Sedans and Colours - Are certain colours more prevalent in sedans?
Recently, I came across an article on The Economist which went on to discuss how the colour of the cars sold in United Kingdom reflects the mood of the general public about their economy. It attributed the white colour to an optimistic sentiment towards the economy (also towards the ruling government) while the black colour was naturally attributed to “darker” times. This article intrigued me and I wanted to see for myself if there is any trend in the colour of the cars sold in the Australia.
Aim: While the primary aim was to identify the popularity of each brand along with the prevalence of specific colours, I also wanted to observe if there was any relevant association between specific brands of sedans and their colours. Additionally, I wanted to know if the trend was different for luxury segment of cars when compared to other segments. This comes from personal opinion that people with luxury cars usually want the car to stand out a bit as compared to other commercial cars.
Key Insights -
According to this report, white dominates the overall car market globally with approximately 38% market share while black is a distant second with 19% of the market share. Grey and Silver are third and fourth most prevalent colours respectively. Overall these four colours, together represent 80% of the total car market share. I wanted to see if similar trends are followed in South Australia as well.
Holden Cars (once a marque Australian Automobile company and soon to be retired entirely) is the most popular car down south
Like rest of the world, South Australians also prefer white sedans the most, however, non-traditional colours such red and blue are also widely popular
For the luxury car segment, we see that “silver” and “black” are more popular as compared to white. This seems interesting to me and might require a comprehensive market research to uncover any additional factor which may be resulting in this. It should also be noted that colours such as “white” and “gray” have become more popular in the recent years so this trend might get reversed soon in the future
Another interesting trend that can be observed is that while the total number of sedans sold across all colour segments shows a negative trend indicating an overall decline in the sedan market space, the “grey” colour stands out since it shows positive year over year growth
About the dataset:
Dataset: I came across three datasets from the Department of Transport of South Australia on the Australian government website for the time period 2017-2019. These datasets list down the total count of each type of transport sold within the state along with other information such as “brand”, “colour of the vehicle”, “type of the vehicle”, “manufactured year”. I added an additional column “year” to identify map each record to the correct dataset.

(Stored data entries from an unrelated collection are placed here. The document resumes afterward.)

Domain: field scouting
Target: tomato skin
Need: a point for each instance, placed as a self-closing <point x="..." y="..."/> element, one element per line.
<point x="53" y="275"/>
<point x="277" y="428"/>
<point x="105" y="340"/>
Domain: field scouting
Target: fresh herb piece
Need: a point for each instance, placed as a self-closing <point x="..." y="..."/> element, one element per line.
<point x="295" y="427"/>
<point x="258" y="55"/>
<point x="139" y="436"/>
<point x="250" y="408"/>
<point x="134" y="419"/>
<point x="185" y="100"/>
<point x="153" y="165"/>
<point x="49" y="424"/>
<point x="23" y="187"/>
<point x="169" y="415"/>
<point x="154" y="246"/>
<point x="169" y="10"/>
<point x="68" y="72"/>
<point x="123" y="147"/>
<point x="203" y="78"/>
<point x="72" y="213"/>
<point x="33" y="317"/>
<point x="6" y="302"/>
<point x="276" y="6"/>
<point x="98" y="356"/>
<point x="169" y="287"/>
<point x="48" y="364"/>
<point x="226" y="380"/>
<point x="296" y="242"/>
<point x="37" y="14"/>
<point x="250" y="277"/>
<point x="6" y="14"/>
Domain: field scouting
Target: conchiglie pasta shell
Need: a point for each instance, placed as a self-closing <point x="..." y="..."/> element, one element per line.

For the purpose of this analysis, I have selected only “Sedans” since I was able to easily associate myself with it. “Pig Trailer”, “Dog Trailer”, and “Caravan Vehicle” were some of the other terms that I learnt while exploring this dataset.
Assumptions made -
Since the dashboard was created at a very high level to get an intuitive understanding of the underlying trends present in the data, the following caveats should be noted while making any inference from the dashboard -
The data reported by the govt does not reflect (or explains) redundancy in the dataset provided. For example, if a car was bought in 2017 and sold in 2019, there is a high probability that both the records are present in the dataset. For our analysis, we have assumed each record to be unique.

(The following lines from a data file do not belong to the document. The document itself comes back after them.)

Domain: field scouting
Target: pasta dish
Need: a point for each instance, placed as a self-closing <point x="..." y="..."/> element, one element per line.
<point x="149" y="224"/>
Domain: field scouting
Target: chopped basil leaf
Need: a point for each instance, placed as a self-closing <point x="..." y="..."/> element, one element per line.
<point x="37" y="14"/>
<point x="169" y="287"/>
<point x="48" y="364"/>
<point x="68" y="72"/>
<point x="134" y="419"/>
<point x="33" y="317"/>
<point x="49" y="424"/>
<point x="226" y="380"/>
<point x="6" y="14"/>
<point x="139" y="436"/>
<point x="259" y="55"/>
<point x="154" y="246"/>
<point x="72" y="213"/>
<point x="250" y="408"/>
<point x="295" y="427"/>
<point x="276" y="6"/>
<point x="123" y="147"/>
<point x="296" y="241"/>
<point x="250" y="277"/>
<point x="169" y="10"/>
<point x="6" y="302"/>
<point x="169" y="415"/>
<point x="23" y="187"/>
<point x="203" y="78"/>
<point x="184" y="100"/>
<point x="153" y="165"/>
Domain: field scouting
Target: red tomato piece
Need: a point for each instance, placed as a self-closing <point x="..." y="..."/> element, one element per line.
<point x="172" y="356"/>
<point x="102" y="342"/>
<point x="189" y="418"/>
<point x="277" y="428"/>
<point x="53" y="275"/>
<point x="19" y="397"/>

I have created the luxury segment based on the this link . I realize that certain brands in the non-luxury segments also have highly priced cars, however, for the sake of simplicity I have used the list as mentioned earlier
The “Other” sedan segment in the dashboard primarily refers to the brands that have been either closed or will close in the near future. A lot of the brands present under this segment are legacy companies and have already closed many of their operations within the state. I did not feel they needed to be clubbed under either “luxury” or “non-luxury” brand as there may have been multiple factors determining the reason for the colours of these brands apart from the most common one - Supply and Demand.